The Shire of Wiluna is a local government area in the Goldfields-Esperance region (since 2021) of Western Australia, about 950 km northeast of the state capital, Perth. The Shire covers an area of 182155 km2, and its seat of government is the town of Wiluna.

==History==
The Wiluna Road District was gazetted on 29 October 1909, largely formed out of part of the abolished Nannine Road District. On 1 July 1961, it became a shire following the passage of the Local Government Act 1960, which reformed all road districts into shires. On 1 July 1993, the eastern half of the Shire abutting the State's border with the Northern Territory was incorporated as the Shire of Ngaanyatjarraku.

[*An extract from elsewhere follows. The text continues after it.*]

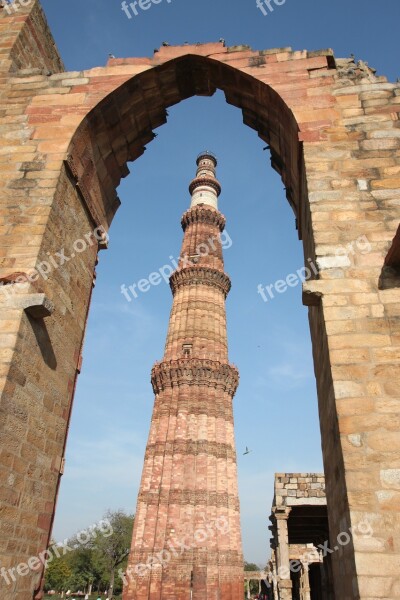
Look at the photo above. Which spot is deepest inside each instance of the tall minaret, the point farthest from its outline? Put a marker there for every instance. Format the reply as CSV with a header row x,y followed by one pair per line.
x,y
186,540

The shire is predominantly mining and pastoral land. There are 27 pastoral leases within the shire; 15 of which are owned by families or pastoral companies, ten of which are owned by mining companies, two are owned by the Department of Environment and Conservation (DEC). Both of the stations that are owned by the DEC are destocked and run as nature reserves; many of the leases owned by mining companies have also been destocked.

==Wards==
The Shire is no longer divided into wards and the seven councillors sit at large.

==Towns and localities==
The towns and localities of the Shire of Wiluna with population and size figures based on the most recent Australian census:

| Locality | Population | Area | Map |
|---|---|---|---|
| Lake Carnegie | 12 (SAL 2021) | 25,855.6 km^{2} (9,982.9 sq mi) |  |
| Little Sandy Desert | 5 (SAL 2021) | 119,397.1 km^{2} (46,099.5 sq mi) |  |
| Wiluna | 521 (SAL 2021) | 35,984.5 km^{2} (13,893.7 sq mi) |  |

==Heritage-listed places==

As of 2023, 38 places are heritage-listed in the Shire of Wiluna, of which two are on the State Register of Heritage Places.